Washing.—When a carriage is much used in the summer season use water freely, so as to remove dust or mud before using the sponge or chamois skin. The varnish of a carriage is often ruined through a want of attention to this matter, for the sharp particles of dust, which are chiefly silica, when by means of the leather forced over the surface of the varnish, act like diamonds on glass and score it in all directions. Mud should not be allowed to dry on the varnish if it can be avoided. The English varnishes take a long time to dry, and if mud gets on it before it is perfectly dry a permanent stain is left, which cannot be removed except by re-varnishing.
In winter time it is not a good thing to wash off the mud when it is so cold that the water freezes during the operation. Warm water should never be used in winter time, as it is apt to cause the varnish to crack and peel off.
Greasing.—For axles and wheel-plates the best lubricating material is castor oil. It is not necessary to apply a great deal at a time—little and often should be the rule; for when there is an excess of oil it oozes out and finds its way on to the stock, and from thence is thrown over the wheels while the vehicle is in motion. The grease is then liable to be taken up on to the sponge when washing, and also on to the leather, which will cause a great deal of trouble and vexation. The wheel-plate should be particularly looked after, and not allowed to become dry.

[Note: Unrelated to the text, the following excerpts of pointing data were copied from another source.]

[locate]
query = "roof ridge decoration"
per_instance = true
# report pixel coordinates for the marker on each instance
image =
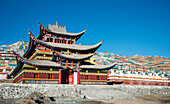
(36, 63)
(75, 56)
(100, 67)
(44, 30)
(74, 47)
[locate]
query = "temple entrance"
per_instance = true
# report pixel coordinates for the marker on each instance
(64, 76)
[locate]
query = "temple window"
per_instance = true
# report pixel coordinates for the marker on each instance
(86, 77)
(36, 75)
(50, 76)
(48, 40)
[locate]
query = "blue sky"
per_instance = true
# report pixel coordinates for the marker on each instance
(128, 27)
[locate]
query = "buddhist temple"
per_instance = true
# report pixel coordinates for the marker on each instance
(54, 57)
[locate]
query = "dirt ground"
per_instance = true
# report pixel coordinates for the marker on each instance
(147, 99)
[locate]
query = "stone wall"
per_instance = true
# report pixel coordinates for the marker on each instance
(18, 91)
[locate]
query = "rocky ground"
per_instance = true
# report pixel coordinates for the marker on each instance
(148, 99)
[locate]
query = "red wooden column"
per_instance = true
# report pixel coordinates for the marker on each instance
(59, 76)
(107, 75)
(78, 77)
(53, 39)
(70, 77)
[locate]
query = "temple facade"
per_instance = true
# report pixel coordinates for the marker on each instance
(53, 57)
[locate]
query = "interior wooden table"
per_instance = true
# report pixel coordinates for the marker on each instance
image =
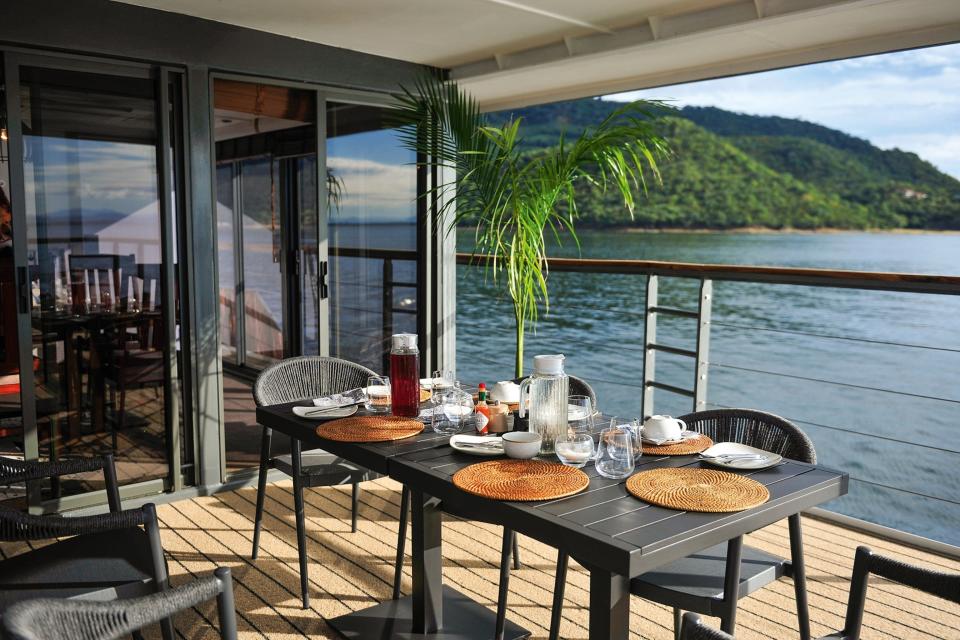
(433, 610)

The Leather.—Enamelled leather should be kept soft and pliable with sweet oil or sperm oil. It will only be necessary, while the leather is new, to cleanse the top and curtains from dirt and rub them with a greased rag. When the leather shows signs of drawing up and becoming hard and lifeless, wash it with warm water and Castile soap, and with a stiff brush force the oil into the leather until all the pores are filled.
Sponges and Chamois.—Two of each of these should always be kept on hand, one of each for the body and the same for the under-carriage. The reason for this is, that after a carriage has been used there is a liability to get grease on the sponge and chamois after cleaning the wheels and wheel-plate mechanism. Another reason of some importance is that the sponges are soon destroyed by being used for cleaning the under-carriage, which renders them unfit for use for large panels.
The Cover.—When a vehicle has been washed and housed, it should be covered with an enamelled cloth cover, fitted to it so as to keep it free from dust inside and out. To preserve the wood and save expense it should be re-painted or varnished once a year. There is no economy in saving a few shillings this year if such saving will necessitate an expenditure of three times the amount next year.